Une tortue verte sous l'eau.

Une tortue verte pensionnaire du Centre de soins de Kélonia.

Photo : Université de Montréal/Benoît Cruciani

Radio-Canada

Des cas de polyarthrite chez des tortues marines de l’île de la Réunion ont été diagnostiqués puis traités par des vétérinaires québécois et français.

Des employés du Centre de soins de Kélonia, un observatoire de tortues marines de l’île de la Réunion, ont constaté depuis 2013 que plusieurs de leurs tortues présentaient des gonflements articulaires.

Au cours de son stage effectué à l’observatoire pendant son doctorat supervisé par la Pre Claire Grosset, de la Faculté de médecine vétérinaire de l’Université de Montréal, Benoît Cruciani, aujourd’hui vétérinaire, a découvert que ces pensionnaires présentaient des symptômes de polyarthrite.

Les chercheurs Claire Grosset et Benoît Cruciani.

La Pre Claire Grosset et Benoît Cruciani.

Photo : Université de Montréal

Chez les humains, le rhumatisme inflammatoire chronique frappe les articulations des membres, notamment celles de la main et de l’avant-pied, ce qui crée de la douleur et des déformations.

Les tortues atteintes présentaient des signes de gonflements articulaires, particulièrement aux coudes aux pattes avant.

L’observatoire de Kélonia recueille des tortues blessées ou malades et les traite dans des bassins avant de les relâcher dans leur milieu naturel.

Pendant sa présence sur l'île, Benoît Cruciani a analysé une cinquantaine de tortues marines de quatre espèces : des caouannes, des vertes, des imbriquées et des olivâtres. Treize d’entre elles montraient des signes de polyarthrite.

La nageoire d'une tortue.

Mesure du diamètre d'une articulation d'une tortue.

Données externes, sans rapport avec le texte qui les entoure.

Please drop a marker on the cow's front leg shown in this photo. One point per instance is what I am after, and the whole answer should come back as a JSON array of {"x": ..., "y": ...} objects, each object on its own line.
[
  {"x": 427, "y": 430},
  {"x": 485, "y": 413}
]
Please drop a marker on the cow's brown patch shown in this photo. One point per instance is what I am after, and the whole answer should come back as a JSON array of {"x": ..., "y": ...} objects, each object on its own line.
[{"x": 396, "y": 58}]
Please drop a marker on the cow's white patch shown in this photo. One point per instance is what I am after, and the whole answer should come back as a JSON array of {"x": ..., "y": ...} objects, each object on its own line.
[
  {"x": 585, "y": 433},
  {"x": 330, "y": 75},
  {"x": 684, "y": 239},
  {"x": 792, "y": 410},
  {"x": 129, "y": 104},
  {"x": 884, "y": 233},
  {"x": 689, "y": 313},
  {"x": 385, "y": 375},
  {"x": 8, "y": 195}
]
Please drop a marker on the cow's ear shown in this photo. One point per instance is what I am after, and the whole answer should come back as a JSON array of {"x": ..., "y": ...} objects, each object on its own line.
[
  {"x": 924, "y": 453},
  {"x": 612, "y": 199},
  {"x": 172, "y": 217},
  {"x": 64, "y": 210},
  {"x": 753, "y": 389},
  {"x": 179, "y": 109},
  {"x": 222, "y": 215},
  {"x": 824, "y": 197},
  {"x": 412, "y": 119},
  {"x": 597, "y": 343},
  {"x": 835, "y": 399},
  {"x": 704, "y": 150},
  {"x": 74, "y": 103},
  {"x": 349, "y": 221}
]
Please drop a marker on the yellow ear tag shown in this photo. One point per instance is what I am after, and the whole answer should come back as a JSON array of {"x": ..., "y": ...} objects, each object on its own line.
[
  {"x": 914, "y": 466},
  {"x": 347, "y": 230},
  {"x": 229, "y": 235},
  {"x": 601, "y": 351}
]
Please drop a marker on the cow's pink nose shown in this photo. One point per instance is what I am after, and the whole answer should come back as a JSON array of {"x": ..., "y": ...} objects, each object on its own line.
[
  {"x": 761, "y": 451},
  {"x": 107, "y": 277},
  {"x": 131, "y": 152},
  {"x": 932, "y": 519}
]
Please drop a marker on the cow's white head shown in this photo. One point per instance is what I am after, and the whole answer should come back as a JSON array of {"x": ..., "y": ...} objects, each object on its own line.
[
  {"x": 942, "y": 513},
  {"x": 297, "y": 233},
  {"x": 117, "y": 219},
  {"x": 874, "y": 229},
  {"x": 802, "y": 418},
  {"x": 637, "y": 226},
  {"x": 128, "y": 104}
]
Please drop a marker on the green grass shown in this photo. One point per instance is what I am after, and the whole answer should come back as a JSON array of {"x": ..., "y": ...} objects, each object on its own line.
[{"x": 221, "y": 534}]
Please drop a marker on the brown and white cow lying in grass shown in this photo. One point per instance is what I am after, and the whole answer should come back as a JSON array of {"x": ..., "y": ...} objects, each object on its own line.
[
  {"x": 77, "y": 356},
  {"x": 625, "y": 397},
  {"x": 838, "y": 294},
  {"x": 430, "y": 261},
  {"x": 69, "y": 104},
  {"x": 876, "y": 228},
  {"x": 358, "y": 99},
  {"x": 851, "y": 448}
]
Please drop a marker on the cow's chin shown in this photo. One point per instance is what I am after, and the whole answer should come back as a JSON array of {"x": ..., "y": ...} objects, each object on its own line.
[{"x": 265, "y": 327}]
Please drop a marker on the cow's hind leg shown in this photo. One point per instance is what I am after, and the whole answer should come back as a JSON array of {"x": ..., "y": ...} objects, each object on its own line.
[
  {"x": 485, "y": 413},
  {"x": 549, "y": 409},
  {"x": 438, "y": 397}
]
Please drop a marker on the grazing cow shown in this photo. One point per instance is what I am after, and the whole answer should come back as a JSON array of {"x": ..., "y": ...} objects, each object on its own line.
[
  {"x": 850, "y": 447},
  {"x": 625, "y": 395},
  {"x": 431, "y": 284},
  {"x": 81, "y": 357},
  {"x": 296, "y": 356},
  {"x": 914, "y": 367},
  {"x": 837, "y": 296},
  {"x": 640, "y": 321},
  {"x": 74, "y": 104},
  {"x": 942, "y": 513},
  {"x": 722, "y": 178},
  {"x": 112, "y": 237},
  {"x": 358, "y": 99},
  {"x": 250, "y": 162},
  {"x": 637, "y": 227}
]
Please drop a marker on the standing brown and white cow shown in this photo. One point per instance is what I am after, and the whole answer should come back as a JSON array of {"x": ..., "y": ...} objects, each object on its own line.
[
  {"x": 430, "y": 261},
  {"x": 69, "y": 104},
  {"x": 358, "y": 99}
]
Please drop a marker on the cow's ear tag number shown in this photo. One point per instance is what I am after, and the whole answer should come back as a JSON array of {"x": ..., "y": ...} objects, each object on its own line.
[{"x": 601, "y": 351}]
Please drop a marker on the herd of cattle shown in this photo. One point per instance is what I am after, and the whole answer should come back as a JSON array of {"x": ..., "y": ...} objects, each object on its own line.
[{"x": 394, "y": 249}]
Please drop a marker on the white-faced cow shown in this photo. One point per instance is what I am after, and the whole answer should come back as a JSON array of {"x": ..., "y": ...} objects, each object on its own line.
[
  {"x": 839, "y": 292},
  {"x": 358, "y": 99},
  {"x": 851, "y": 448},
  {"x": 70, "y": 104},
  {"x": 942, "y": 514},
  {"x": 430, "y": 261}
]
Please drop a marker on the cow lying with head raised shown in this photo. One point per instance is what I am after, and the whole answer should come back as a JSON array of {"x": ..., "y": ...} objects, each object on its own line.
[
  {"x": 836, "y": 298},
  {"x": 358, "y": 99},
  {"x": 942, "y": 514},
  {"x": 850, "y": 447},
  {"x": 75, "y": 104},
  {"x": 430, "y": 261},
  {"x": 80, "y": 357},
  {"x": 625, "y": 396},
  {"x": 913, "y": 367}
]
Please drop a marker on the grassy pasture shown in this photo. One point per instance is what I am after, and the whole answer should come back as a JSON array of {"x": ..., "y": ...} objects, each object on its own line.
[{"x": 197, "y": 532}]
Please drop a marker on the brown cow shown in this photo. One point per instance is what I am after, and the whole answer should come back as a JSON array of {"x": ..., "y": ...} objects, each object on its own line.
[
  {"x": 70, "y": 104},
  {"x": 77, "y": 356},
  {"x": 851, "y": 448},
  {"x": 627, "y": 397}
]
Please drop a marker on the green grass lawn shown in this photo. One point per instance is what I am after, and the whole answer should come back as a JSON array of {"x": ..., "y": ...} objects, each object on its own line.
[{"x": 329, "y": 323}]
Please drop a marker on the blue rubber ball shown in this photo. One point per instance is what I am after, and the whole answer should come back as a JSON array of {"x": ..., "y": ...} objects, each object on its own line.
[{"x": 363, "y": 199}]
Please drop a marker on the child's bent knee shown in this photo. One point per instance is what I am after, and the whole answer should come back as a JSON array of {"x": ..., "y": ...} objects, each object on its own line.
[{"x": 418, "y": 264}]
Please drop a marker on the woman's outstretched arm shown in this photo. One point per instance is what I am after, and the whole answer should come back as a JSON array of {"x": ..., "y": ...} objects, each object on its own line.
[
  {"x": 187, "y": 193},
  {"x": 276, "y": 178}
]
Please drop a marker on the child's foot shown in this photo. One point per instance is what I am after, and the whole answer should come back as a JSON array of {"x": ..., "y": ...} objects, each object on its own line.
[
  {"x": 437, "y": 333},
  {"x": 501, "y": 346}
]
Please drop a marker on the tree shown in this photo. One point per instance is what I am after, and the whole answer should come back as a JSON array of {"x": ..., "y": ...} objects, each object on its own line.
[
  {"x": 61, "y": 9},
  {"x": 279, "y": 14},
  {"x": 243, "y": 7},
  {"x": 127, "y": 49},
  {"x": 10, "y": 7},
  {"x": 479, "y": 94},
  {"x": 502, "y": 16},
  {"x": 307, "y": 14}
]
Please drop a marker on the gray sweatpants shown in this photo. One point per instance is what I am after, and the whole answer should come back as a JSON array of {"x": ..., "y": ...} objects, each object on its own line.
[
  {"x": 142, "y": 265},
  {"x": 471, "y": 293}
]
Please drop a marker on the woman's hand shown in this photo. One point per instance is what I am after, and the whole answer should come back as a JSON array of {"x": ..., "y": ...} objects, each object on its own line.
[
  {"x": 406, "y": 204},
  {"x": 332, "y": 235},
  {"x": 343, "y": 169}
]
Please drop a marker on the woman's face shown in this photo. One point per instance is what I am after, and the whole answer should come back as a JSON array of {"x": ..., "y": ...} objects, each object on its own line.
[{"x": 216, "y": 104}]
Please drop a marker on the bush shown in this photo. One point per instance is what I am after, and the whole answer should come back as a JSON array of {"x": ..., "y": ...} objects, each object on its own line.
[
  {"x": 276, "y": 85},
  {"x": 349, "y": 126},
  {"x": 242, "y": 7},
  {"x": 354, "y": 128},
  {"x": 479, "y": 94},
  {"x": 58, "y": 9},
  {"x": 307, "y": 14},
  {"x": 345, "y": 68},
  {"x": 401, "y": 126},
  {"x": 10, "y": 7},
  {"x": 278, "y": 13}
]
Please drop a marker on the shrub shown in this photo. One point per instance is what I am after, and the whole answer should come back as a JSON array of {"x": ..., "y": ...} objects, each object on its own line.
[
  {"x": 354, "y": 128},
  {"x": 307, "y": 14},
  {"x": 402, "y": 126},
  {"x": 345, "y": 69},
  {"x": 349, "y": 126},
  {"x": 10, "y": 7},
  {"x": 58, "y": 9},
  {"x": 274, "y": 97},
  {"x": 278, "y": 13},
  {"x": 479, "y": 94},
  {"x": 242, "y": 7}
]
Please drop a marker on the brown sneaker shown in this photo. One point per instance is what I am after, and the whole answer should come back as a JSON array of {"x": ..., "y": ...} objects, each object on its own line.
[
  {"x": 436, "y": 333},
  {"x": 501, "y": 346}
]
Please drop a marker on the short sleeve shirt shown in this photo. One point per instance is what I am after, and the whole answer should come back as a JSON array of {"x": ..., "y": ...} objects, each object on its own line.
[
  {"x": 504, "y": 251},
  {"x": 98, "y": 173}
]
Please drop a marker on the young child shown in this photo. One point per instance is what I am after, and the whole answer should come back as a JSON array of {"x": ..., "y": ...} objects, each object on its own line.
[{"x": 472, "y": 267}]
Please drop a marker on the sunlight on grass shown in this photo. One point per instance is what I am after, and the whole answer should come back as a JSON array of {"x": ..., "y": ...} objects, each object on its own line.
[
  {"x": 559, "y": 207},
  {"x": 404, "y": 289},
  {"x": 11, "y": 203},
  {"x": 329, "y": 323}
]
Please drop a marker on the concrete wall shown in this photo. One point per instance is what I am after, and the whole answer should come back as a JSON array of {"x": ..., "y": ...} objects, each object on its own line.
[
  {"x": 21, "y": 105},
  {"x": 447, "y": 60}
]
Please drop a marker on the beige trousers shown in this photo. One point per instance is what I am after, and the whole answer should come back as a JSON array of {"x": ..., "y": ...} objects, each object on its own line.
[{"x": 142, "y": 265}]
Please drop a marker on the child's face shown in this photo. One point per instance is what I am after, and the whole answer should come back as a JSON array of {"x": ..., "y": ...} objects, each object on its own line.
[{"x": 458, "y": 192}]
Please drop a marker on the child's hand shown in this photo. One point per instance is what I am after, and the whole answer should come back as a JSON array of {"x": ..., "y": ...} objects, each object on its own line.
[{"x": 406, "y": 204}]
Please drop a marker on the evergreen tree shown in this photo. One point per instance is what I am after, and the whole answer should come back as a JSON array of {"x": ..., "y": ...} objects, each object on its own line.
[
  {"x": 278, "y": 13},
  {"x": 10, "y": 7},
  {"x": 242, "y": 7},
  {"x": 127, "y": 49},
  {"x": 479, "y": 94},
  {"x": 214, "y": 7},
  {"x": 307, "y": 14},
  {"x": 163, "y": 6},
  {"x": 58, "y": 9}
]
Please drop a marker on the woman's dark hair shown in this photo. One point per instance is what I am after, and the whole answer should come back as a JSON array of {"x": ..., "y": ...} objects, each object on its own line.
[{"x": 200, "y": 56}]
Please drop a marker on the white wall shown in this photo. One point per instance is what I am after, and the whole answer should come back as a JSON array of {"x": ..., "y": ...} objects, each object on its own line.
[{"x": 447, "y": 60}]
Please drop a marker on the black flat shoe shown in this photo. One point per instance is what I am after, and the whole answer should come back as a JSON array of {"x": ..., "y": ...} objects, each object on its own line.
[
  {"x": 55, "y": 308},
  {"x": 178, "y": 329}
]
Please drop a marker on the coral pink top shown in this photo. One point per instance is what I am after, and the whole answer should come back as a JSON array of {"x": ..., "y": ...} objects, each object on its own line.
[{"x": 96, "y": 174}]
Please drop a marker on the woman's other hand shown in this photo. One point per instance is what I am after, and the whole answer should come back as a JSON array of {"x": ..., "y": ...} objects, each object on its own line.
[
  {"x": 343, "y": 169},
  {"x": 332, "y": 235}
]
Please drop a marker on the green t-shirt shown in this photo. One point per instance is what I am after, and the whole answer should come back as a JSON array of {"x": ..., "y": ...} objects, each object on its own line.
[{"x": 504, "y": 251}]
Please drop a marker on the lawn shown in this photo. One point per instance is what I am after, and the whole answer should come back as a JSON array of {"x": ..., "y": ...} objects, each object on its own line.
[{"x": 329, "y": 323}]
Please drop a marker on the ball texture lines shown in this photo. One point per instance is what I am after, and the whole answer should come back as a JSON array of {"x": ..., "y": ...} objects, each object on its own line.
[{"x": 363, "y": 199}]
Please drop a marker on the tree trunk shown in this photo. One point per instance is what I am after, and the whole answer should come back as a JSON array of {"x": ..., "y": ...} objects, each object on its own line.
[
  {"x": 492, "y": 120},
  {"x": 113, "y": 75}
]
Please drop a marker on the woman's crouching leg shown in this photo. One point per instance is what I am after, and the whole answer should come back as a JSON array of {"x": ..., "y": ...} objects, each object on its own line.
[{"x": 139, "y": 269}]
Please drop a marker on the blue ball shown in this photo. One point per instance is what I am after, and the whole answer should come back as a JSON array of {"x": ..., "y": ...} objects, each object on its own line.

Photo : Université de Montréal/Benoît Cruciani

Des patientes à quatre pattes

Les scientifiques ont ensuite réalisé un examen approfondi sur les tortues englobant des tests sanguins et des radiographies. Ils ont aussi noté certaines autres informations, notamment sur leur santé cutanée, respiratoire, digestive et nerveuse.

Leurs conclusions montrent que ces reptiles, qui appartiennent pour la plupart à des espèces menacées d’extinction, souffraient d’arthrite localisée, mais également de polyarthrite (qui frappe plusieurs articulations).

Les patientes présentaient une perte de poids et d’appétit.

Benoît Cruciani a aussi découvert que l'inflammation, liée à des infections bactériennes, apparaissait souvent après quelques années de captivité.

Deux tortues à la surface de l'eau.

Deux tortues traitées au Centre de soins de Kélonia. Elles seront réinsérées dans leur milieu naturel une fois guéries.

Photo : Université de Montréal/Benoît Cruciani

Dans plus de 75 % des cas, l’articulation d’un des deux coudes était atteinte, une réalité qui a mené l’équipe de soins à revoir ses méthodes de manipulation des tortues.

Ainsi, au lieu de les soulever en les attrapant par les nageoires, les soigneurs utilisent maintenant des civières pour soutenir le corps des tortues et pour diminuer les forces imposées aux articulations des nageoires.

Le traitement des patientes comprend maintenant l’administration d’un anti-inflammatoire et d’un antibiotique, qui permet de réduire le nombre de bactéries logées dans les articulations.

Des radiographies menées après huit jours de traitement ont montré que celui-ci ne donnait pas de résultats satisfaisants. Les vétérinaires ont donc augmenté progressivement la posologie et quadruplé la durée du traitement pour l’étendre sur un mois.

Les résultats se sont montrés beaucoup plus satisfaisants. L’antibiotique a détruit les bactéries dans les articulations, ce qui a stabilisé, et même atténué dans certains cas, les lésions osseuses.

Le détail de cette étude soutenue par l’Association française des vétérinaires de parcs zoologiques est publié dans le Journal of Wildlife Diseases (Nouvelle fenêtre) (en anglais).